According to a story from Youth Today, the Americans with Disabilities Act (ADA) was first passed 30 years ago, in 1990. This historic law helps protect people that live with disabilities from discrimination, giving them critical opportunities to live full and successful lives. In this story, young people living with disabilities take time to reflect on how the ADA has impacted their lives and what they hope it means for their futures.
30 year old Ashlee McDougall of Tucson, AZ has cystic fibrosis, a rare disorder that primarily impacts the lungs. She currently teaches online yoga and thinks that younger people with disabilities like herself have been cut out of the discourse surrounding the COVID-19 pandemic. However, she doesn’t deny that the laws established by the ADA have made a major difference in her life. She says it has helped her feel more safe and secure in her employment.
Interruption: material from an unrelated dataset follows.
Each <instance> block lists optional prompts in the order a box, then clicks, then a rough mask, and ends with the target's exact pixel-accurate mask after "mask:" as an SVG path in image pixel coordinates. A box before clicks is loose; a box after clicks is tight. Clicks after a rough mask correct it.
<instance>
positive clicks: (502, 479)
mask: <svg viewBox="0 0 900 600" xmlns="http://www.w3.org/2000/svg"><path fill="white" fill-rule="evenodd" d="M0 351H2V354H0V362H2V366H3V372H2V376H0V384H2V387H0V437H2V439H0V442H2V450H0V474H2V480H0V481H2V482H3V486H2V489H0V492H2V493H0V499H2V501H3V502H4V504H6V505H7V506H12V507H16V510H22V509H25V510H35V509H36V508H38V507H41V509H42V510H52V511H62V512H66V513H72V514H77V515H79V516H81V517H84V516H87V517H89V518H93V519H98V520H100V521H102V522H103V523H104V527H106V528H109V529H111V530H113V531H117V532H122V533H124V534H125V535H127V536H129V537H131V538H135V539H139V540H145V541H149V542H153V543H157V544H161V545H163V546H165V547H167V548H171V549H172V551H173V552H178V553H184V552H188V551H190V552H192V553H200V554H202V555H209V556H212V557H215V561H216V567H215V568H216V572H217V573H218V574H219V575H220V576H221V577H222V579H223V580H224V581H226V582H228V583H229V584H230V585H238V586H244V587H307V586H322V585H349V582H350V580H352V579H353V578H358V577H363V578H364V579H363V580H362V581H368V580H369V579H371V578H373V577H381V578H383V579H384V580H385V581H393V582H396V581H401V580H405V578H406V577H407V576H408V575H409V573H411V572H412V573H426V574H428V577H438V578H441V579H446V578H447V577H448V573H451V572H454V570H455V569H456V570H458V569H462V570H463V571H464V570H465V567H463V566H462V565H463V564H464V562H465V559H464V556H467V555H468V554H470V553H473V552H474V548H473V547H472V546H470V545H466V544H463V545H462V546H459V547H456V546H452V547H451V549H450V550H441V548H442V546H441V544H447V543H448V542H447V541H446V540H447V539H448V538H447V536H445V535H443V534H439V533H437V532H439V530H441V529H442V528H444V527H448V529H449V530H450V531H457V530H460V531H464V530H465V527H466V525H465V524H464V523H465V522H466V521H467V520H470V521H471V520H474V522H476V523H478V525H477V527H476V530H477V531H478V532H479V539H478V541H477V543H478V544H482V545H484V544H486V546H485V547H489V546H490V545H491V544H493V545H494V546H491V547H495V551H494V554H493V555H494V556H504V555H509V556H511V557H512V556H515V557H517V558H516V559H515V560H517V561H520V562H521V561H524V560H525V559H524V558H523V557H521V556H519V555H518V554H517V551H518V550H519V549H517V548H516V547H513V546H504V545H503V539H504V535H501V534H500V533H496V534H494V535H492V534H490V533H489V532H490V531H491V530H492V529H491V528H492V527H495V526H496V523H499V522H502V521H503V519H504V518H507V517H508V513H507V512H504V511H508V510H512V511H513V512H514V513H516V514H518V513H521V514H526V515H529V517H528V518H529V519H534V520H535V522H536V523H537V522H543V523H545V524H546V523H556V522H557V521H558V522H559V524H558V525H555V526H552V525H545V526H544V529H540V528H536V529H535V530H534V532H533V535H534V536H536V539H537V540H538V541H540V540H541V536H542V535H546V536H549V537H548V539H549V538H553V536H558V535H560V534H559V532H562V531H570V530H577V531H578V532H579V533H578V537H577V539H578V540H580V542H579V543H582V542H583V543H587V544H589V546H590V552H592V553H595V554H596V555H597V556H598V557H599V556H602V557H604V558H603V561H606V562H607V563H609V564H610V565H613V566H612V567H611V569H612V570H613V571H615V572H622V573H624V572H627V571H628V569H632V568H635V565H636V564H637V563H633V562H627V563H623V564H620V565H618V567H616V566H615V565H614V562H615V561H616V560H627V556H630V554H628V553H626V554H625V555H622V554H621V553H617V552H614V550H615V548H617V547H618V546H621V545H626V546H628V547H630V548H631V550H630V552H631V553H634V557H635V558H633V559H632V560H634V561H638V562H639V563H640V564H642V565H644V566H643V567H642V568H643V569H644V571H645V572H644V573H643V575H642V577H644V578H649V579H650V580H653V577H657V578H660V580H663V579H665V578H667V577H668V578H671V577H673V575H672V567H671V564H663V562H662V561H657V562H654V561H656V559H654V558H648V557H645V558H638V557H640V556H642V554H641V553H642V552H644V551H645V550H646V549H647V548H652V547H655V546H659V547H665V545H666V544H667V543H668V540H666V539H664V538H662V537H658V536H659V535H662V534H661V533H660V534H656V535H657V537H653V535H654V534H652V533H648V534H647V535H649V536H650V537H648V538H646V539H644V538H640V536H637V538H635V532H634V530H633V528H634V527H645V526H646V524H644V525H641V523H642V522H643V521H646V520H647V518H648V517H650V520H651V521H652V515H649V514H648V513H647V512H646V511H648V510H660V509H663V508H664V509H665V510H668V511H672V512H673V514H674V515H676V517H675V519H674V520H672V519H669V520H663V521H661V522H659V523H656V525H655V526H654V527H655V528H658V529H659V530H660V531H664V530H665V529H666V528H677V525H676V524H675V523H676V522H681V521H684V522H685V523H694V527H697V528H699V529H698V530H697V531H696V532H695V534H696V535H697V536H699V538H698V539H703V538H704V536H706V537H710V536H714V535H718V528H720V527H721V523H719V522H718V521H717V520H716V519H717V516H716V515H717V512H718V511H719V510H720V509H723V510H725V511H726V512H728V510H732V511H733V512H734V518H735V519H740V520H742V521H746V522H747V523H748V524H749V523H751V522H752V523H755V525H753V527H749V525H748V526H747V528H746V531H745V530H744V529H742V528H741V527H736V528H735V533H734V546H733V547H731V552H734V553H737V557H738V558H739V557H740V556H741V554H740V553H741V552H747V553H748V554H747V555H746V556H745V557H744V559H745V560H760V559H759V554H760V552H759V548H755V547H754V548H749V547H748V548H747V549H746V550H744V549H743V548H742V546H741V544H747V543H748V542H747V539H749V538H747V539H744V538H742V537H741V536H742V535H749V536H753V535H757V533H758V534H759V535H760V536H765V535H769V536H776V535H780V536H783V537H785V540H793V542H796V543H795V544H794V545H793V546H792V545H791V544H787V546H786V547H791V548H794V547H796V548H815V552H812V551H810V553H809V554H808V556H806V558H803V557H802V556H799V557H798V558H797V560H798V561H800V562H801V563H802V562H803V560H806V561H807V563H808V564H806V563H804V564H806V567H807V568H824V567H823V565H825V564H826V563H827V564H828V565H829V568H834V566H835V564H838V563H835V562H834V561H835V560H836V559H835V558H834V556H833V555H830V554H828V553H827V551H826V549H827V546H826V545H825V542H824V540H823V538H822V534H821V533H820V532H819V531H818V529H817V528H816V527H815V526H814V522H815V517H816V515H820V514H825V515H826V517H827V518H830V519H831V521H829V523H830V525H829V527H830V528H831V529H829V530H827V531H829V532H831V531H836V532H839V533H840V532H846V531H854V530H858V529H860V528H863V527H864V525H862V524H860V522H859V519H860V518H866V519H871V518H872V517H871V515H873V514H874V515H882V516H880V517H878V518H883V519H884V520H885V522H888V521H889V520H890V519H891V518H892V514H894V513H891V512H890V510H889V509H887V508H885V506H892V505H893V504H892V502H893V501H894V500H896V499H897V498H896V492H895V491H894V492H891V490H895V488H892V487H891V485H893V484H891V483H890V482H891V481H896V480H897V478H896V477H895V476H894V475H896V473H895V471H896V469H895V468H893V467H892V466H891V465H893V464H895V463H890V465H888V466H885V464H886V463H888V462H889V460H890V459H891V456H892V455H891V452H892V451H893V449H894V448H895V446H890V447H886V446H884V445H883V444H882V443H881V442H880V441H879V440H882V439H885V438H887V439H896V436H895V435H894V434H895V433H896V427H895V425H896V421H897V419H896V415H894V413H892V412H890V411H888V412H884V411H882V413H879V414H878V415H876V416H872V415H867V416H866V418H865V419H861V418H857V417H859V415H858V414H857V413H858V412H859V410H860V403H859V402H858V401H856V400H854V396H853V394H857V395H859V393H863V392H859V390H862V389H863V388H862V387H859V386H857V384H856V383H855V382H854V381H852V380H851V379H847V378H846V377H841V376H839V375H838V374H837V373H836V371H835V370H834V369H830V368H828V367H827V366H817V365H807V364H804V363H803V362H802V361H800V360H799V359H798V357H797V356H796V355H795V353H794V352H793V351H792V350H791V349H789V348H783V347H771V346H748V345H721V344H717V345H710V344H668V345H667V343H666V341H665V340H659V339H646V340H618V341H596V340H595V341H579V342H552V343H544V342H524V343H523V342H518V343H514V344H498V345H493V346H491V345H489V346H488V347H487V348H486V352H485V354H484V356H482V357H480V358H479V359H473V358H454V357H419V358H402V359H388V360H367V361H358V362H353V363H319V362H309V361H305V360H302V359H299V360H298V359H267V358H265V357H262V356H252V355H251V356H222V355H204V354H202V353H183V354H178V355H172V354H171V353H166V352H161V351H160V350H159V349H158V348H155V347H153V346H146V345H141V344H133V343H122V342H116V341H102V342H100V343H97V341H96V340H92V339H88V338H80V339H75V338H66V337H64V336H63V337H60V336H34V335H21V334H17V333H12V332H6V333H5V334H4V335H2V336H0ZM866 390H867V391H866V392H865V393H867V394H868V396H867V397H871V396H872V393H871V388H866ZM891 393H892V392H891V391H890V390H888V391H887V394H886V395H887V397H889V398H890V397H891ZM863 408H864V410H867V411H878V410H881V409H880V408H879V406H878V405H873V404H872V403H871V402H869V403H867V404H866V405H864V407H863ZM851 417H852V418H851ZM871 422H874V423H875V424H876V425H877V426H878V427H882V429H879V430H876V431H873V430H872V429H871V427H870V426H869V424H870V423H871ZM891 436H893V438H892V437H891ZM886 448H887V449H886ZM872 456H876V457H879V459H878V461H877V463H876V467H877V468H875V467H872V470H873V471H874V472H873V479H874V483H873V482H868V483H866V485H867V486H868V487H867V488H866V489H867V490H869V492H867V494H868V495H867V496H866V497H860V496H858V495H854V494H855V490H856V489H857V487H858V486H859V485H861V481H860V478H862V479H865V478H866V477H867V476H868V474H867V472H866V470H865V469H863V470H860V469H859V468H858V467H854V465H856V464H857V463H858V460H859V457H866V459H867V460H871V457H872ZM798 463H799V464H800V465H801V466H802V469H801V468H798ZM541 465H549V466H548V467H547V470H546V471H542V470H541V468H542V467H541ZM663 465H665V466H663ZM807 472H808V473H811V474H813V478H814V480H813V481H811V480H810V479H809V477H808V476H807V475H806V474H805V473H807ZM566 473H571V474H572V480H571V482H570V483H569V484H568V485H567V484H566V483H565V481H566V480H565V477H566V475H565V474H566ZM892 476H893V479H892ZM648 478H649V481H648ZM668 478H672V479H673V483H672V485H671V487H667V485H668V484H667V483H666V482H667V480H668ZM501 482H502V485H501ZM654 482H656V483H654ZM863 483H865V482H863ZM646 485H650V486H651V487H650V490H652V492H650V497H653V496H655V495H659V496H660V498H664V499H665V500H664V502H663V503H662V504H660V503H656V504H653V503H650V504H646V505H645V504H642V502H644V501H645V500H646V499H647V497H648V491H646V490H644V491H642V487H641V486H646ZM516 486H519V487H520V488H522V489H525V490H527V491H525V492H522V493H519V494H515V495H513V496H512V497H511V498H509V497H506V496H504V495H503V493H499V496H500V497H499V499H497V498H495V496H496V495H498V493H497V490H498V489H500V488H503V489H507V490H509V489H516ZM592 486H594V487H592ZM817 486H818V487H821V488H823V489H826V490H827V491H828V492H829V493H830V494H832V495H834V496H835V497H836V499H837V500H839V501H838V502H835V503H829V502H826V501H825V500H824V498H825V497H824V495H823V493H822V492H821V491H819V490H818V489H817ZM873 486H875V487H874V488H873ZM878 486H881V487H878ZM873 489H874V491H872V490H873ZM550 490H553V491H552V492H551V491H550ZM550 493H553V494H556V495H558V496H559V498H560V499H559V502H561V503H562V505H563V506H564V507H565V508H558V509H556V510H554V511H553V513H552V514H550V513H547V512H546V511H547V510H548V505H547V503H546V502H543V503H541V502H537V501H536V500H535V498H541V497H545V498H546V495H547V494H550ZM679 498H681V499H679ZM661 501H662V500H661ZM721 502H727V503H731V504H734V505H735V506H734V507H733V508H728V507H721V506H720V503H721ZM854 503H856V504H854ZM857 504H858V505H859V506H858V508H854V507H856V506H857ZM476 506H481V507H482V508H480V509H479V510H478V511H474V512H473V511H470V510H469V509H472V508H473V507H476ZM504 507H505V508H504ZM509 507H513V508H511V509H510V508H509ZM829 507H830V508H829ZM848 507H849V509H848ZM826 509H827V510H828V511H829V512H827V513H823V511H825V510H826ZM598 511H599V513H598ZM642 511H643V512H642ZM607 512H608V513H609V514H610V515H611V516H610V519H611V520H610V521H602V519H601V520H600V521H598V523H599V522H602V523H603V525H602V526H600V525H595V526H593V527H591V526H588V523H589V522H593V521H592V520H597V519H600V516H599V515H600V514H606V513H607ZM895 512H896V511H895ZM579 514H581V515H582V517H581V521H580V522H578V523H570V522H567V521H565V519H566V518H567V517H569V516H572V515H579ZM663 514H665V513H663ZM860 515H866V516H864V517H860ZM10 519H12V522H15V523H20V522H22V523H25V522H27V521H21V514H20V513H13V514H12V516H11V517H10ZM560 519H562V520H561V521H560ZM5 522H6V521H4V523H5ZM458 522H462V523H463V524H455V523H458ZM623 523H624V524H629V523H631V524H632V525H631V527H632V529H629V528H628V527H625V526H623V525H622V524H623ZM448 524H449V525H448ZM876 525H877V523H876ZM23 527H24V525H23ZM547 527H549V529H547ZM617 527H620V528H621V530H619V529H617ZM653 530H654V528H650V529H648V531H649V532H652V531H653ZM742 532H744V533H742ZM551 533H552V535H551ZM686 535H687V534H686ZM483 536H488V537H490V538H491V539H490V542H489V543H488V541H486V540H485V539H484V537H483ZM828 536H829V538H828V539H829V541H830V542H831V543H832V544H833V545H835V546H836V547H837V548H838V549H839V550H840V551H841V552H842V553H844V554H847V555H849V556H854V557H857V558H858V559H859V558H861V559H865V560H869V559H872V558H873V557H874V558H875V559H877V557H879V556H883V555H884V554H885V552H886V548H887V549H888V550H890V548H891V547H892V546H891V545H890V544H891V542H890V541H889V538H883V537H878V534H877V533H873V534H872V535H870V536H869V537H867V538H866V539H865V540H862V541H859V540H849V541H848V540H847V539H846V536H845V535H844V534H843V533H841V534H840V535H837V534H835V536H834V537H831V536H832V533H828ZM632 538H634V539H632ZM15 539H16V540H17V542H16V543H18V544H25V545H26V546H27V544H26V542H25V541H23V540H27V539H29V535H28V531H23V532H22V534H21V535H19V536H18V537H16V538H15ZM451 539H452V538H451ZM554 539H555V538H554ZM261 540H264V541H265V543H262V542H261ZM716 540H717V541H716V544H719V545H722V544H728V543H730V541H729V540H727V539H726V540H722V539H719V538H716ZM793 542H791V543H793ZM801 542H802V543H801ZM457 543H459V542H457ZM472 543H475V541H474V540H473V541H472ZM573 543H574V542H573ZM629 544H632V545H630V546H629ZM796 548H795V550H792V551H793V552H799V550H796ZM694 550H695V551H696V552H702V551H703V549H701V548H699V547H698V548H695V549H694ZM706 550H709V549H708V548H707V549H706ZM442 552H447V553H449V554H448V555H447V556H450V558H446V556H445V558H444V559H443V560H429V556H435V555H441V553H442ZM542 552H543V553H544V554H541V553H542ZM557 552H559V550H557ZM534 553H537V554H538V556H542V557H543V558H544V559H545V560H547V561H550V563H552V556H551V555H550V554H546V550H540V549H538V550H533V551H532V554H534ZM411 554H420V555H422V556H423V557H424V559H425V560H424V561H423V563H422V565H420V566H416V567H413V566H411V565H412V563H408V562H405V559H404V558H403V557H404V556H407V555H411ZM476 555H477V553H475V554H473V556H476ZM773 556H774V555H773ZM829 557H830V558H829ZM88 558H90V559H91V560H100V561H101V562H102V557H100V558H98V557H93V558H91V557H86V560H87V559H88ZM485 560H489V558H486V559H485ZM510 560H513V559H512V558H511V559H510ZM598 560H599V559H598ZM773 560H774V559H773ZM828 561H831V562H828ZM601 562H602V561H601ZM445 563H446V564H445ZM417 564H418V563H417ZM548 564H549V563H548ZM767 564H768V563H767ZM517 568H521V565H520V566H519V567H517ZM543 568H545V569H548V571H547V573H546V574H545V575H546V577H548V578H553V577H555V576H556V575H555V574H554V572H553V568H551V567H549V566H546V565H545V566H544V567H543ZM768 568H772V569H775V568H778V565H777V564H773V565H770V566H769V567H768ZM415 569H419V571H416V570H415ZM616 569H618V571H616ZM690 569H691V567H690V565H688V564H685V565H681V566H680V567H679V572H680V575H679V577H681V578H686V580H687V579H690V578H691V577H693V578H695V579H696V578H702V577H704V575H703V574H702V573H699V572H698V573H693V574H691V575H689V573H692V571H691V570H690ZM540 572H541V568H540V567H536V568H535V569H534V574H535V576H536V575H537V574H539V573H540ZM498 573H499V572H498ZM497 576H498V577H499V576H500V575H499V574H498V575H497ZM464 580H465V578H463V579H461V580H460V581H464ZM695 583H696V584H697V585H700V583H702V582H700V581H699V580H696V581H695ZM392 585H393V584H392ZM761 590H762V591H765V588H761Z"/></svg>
“I hope that the ADA creates stricter policies for employers and businesses, so the disabled community sees more opportunities in the next 30 years too!” – Ashlee
Meredith Aleigha Wells is 25 years old and works as a traveling artist; unfortunately, the pandemic has left her quarantined in Cleveland, OH. She lives with postural orthostatic tachycardia syndrome (POTS). Normally, her art consists of acting, dancing, and singing.
The experience of COVID-19 and the quarantine has had an affect on her as well, and she says that it has been a little frustrating to see how many activities and other things go virtual after years of having them be denied to the disabled community, who have needed virtual access far before the pandemic began. However, Wells acknowledges that benefits of the ADA and expresses admiration for the activists that helped make it a reality:
31 year old Chelsea Anne Lawrence of Minneapolis, MN lives with Ehlers-Danlos syndrome, a rare connective tissue disorder. She also has several other rare conditions that cause disability, such as functional neurological disorder, mast cell activation syndrome, degenerative disc disease, and craniocervical disability. The pandemic has cut off her access to a lot of critical treatments, including physical therapy, occupational therapy, speech therapy, and her personal care assistant.
“…We have changed some things, but it’s a big world and there [is] a lot of change that needs to happen.” – Chelsea
Chelsea is right. There is still a lot of work to be done in obtaining equality for the disadvantaged and the disabled in our country, but remembering important moments like the ADA can help remind us that change is possible and that we can keep working towards a more just society.